Accidie or acedia is one of those half-way point spiritual pitfalls that we as evangelicals haven’t heard a lot about, but many of us who are a few steps along in the journey recognize. (And where the author talks about “monks” or “monasticism,” I think it works just fine to say “Christians” or “spiritual life.”
“[A] danger [in the monastic rule of stability] is the antsy listlessness called accidie…. A day becomes something to be got through, its demands seemingly endless and equally unappetizing. Anything promising diversion has great appeal, but genuine satisfaction lies always out of reach, with someone else, in doing something else. Evagrius Ponticus, the acute fourth‑century monastic psychologist, described it this way: ‘it seems that the sun hardly moves and that the day is fifty hours long; the monk constantly looks out the window, walks around outside, peers at the sun to figure out how long until dinner time; there arises a dislike for the place, for the monastic life, for work; the monk thinks that love has fled from among the brothers and that there is no one to provide any encouragement.’ Accidie depends on the con that life used to be–or will someday be, or could somewhere else be–better than it is here and now. Not so much melancholy as restlessness, accidie urges its victims to surf the World Wide Web of life in search of illusory fulfilment.
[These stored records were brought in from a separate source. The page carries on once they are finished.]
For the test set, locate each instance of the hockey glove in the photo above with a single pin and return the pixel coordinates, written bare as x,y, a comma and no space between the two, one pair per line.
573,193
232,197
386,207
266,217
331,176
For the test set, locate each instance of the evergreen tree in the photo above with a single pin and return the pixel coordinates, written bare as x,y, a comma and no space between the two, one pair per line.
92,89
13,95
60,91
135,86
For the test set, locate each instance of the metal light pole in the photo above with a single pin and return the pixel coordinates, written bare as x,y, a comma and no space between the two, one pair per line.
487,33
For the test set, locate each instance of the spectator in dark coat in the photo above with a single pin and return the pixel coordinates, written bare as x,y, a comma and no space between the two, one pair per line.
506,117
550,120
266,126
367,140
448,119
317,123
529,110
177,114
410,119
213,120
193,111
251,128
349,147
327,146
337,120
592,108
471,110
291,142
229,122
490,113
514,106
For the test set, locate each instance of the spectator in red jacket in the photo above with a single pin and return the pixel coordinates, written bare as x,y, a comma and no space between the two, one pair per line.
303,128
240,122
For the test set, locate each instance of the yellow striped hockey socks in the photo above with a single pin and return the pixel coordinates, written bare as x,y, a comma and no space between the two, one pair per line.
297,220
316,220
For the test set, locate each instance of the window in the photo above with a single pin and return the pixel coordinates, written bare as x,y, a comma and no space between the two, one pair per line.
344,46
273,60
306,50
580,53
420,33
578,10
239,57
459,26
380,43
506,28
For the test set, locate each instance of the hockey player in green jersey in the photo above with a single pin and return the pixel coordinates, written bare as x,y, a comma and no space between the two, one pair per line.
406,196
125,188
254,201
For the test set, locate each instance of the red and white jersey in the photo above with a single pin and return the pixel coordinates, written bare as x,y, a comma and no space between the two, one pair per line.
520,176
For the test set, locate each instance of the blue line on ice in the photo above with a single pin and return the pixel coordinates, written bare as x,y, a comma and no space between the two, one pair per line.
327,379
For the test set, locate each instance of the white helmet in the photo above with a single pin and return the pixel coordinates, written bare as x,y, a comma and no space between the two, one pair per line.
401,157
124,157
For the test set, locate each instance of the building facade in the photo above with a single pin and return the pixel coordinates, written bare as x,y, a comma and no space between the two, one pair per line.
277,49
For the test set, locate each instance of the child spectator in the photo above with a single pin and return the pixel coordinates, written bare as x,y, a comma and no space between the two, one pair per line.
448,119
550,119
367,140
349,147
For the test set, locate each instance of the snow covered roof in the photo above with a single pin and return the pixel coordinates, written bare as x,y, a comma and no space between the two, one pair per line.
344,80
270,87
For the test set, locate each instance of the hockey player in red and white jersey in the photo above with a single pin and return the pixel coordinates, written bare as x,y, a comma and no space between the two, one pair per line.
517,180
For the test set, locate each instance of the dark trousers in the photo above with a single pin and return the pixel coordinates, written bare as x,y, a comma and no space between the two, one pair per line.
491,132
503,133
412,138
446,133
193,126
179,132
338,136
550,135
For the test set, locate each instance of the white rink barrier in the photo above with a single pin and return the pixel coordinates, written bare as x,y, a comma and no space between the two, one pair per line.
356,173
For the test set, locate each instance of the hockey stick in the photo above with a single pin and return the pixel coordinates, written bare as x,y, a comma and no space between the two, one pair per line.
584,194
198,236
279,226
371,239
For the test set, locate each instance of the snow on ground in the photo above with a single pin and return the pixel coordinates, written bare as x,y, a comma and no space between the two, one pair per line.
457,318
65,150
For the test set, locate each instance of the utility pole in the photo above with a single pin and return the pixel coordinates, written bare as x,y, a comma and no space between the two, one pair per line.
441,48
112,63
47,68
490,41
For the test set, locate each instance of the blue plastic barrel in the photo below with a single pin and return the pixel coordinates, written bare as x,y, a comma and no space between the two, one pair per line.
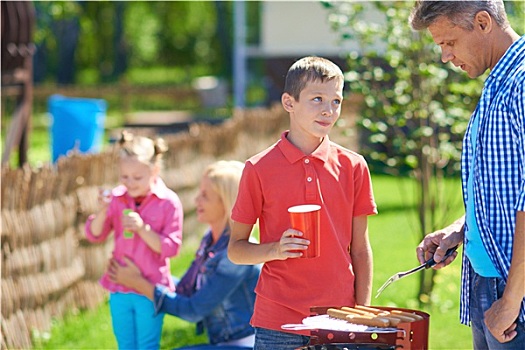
76,123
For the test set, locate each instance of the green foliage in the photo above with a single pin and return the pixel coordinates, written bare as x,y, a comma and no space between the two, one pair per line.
186,34
412,100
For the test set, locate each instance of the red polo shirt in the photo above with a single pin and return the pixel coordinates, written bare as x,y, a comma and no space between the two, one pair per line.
280,177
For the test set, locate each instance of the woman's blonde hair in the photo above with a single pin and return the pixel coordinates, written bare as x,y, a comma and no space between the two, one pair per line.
146,150
225,176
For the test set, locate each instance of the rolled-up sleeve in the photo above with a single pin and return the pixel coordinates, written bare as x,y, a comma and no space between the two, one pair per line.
218,284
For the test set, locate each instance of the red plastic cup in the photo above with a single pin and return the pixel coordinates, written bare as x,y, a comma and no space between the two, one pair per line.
306,218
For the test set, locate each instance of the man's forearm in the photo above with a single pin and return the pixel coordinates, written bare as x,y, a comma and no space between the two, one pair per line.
515,289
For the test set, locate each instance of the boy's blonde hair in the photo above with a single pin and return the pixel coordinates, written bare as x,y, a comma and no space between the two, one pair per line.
146,150
309,69
225,176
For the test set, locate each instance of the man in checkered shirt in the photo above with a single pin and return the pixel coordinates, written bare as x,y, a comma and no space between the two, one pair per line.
476,36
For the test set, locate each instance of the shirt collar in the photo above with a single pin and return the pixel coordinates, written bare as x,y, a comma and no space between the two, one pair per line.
294,154
513,55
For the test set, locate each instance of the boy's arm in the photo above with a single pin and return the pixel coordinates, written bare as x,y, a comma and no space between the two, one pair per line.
362,261
243,252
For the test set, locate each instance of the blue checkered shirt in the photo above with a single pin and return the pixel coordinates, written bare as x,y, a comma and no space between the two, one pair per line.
499,164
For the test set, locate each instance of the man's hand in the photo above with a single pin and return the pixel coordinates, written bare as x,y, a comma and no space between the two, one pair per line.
437,243
500,319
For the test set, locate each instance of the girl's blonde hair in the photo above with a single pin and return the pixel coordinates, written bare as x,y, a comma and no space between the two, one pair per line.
146,150
225,176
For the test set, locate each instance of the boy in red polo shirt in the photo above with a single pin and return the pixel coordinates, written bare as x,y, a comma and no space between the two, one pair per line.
305,167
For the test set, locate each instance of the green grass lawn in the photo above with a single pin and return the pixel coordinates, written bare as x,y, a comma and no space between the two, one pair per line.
394,239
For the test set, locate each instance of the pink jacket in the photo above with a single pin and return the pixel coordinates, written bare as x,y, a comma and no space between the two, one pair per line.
162,210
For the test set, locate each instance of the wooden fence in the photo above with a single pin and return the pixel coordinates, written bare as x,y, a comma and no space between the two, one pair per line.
48,267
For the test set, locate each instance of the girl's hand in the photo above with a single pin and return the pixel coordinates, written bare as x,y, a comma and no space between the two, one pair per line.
291,245
132,221
104,198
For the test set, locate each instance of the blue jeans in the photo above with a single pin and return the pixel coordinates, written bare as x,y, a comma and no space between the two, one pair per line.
266,339
134,322
484,291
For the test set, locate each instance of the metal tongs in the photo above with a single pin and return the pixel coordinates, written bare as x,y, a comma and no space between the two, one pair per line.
426,265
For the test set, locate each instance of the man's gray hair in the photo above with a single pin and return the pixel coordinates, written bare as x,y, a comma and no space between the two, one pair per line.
460,13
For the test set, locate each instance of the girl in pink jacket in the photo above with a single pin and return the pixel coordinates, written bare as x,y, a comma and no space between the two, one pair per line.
146,219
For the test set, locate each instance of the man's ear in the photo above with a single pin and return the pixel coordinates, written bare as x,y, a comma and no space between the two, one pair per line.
483,21
287,100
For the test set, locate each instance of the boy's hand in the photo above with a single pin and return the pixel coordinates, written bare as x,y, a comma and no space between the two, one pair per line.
132,221
291,245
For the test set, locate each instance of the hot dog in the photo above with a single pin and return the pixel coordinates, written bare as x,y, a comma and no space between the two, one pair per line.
367,320
357,311
371,310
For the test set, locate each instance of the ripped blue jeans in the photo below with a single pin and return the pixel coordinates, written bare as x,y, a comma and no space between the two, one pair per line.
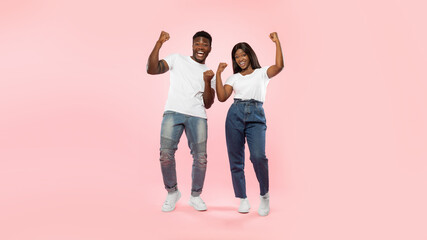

The risk in accidie is that one either abandons monastic life entirely or does so internally by escaping into fantasy as a protection from the demands of commitment and community. Anyone who has been married or has made a similar commitment to a person or a group knows the temptation. Early monastic writers urged hard work as a particularly apt remedy for accidie, joining work, of course, to a battery of reality therapies designed to counteract the allure of fantasy and self-deception. Work was not an escape from painful experiences but one aspect of healthy living. Work at that time was simple and manual, with clear and immediate results. The prescription of work as a cure for accidie is somewhat trickier today, when work is often neither simple nor immediately productive. Work can become an escape from accidie rather than a cure. Benedict prescribes service of one another, mutual obedience, work, spiritual guidance and annual renewal in Lent as ways to keep monastic life grounded in the freshness of each moment.” (Stewart, Columba. Prayer and Community: The Benedictine Tradition. Maryknoll: Orbis Books, 1998, p. 76-77.)